With the collapse of yet another high-speed-rail megaproject, this time in California, and with pension and debt obligations in Connecticut stretching to the horizon, no one could blame the public or state legislators for doubting Gov. Ned Lamont’s announced goal, dubbed 30-30-30, of 30-minute travel times by rail between paired cities: Hartford and New Haven, New Haven and Stamford, Stamford and New York City.
But if we are to believe a concise new study by Alon Levy, a well-regarded transportation writer and analyst, the usual planning bugbears of insufficient budgets and so-called NIMBY (Not In My Back Yard) won’t be to blame if implementation of the governor’s idea -– there isn’t yet enough available detail to call it a plan -– falls short this time. Levy’s work, sponsored by the preservation-minded nonprofit SECoast, is the second of two collaborations on issues of transportation in Connecticut.

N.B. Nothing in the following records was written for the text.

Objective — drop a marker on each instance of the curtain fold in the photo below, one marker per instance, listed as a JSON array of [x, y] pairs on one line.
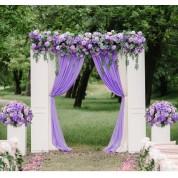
[[107, 68], [69, 69]]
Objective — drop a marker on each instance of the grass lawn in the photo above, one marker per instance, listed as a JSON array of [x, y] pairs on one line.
[[86, 130]]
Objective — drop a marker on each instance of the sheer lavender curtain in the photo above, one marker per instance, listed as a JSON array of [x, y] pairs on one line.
[[109, 74], [69, 69]]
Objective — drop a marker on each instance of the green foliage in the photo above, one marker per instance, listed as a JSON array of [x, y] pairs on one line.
[[9, 162]]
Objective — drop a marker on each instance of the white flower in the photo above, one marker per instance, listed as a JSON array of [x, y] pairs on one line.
[[169, 166], [35, 32], [148, 145], [48, 32], [156, 155], [6, 146]]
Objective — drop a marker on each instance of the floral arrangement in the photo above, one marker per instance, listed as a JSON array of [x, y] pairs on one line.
[[16, 114], [145, 163], [161, 113], [129, 43]]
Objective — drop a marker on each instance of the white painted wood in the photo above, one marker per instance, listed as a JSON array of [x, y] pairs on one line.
[[136, 103], [160, 134], [21, 134], [51, 78]]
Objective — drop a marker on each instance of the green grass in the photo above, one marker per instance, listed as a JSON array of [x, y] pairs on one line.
[[93, 124], [83, 158]]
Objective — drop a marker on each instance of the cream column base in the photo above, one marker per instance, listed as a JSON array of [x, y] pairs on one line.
[[21, 134]]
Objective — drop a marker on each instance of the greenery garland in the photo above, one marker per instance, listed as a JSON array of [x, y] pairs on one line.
[[129, 43]]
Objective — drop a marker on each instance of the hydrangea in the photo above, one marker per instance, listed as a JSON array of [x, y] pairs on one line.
[[161, 113], [40, 42], [16, 114]]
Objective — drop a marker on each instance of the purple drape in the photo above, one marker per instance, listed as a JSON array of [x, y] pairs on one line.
[[69, 69], [108, 70]]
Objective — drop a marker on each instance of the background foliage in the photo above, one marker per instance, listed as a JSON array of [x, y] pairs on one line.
[[158, 23]]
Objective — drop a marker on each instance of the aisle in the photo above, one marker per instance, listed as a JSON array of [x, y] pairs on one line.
[[83, 158]]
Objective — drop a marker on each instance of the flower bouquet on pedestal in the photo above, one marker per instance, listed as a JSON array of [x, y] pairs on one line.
[[17, 116], [160, 115]]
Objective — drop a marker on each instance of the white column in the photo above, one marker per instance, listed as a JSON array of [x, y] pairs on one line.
[[21, 134], [41, 83], [136, 103]]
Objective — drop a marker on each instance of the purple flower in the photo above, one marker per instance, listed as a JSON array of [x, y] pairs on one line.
[[72, 47], [84, 43], [47, 44], [33, 46], [161, 114]]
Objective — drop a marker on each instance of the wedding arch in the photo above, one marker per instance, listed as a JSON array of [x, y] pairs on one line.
[[120, 61]]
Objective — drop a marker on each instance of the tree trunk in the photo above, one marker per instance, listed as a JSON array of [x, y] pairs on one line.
[[83, 84], [150, 63], [17, 77], [28, 87], [74, 91], [163, 86], [69, 92]]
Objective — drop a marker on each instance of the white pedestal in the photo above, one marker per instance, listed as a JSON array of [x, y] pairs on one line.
[[21, 134], [136, 103], [160, 134]]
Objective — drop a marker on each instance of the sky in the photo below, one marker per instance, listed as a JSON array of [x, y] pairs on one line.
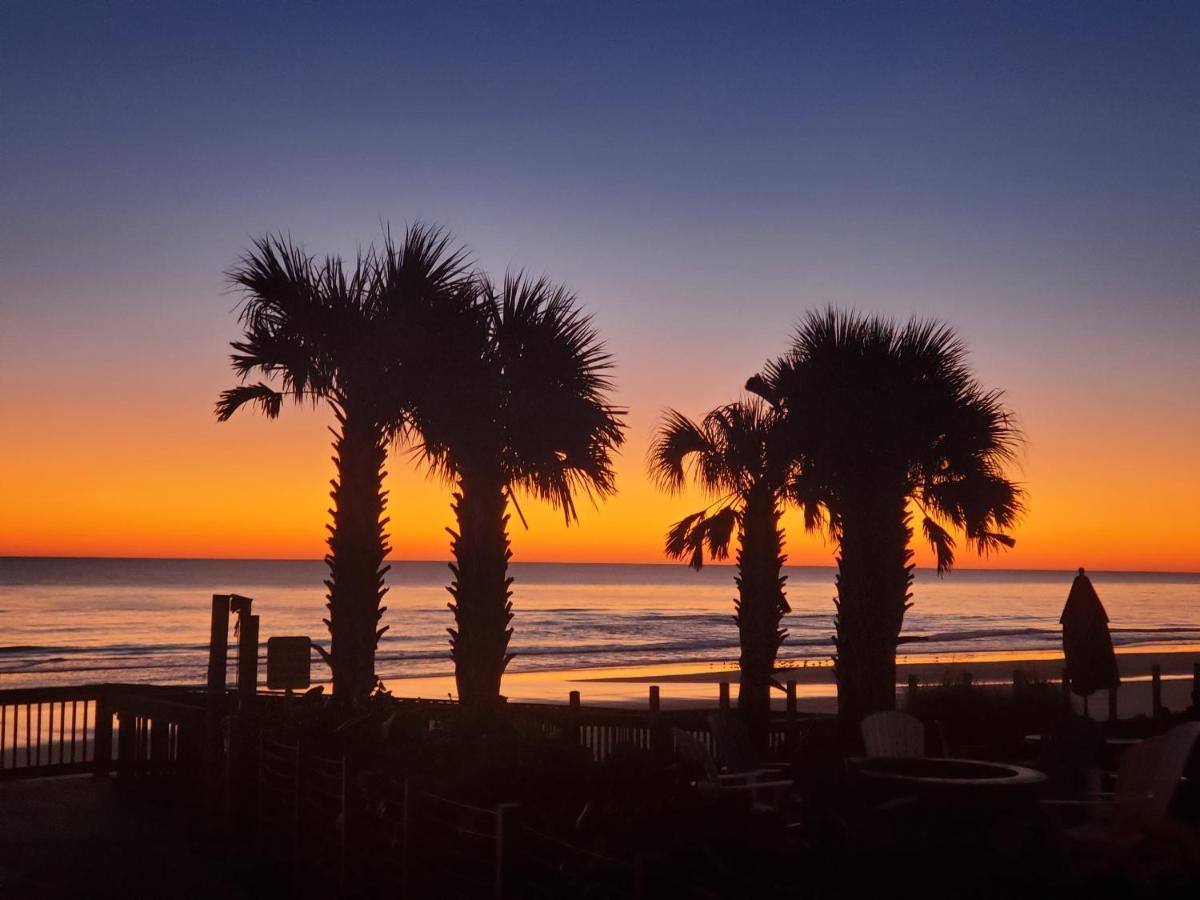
[[700, 174]]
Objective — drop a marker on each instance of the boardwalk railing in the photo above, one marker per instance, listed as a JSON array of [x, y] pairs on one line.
[[131, 729]]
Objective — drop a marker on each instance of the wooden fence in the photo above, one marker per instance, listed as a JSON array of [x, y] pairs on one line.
[[130, 729]]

By Levy’s calculations, 30-minute travel times can be accomplished for hundreds of millions, not billions, of dollars above the programmed cost of planned upgrades to moveable bridges along the Northeast Corridor; without the vast expense and inevitable public outcry of constructing new rail corridors; without straightening curves or constructing tunnels or aerial structures. It’s a goal that can be accomplished -– give or take a minute or two -– while still relying on M8 Metro-North railcars introduced in 2011.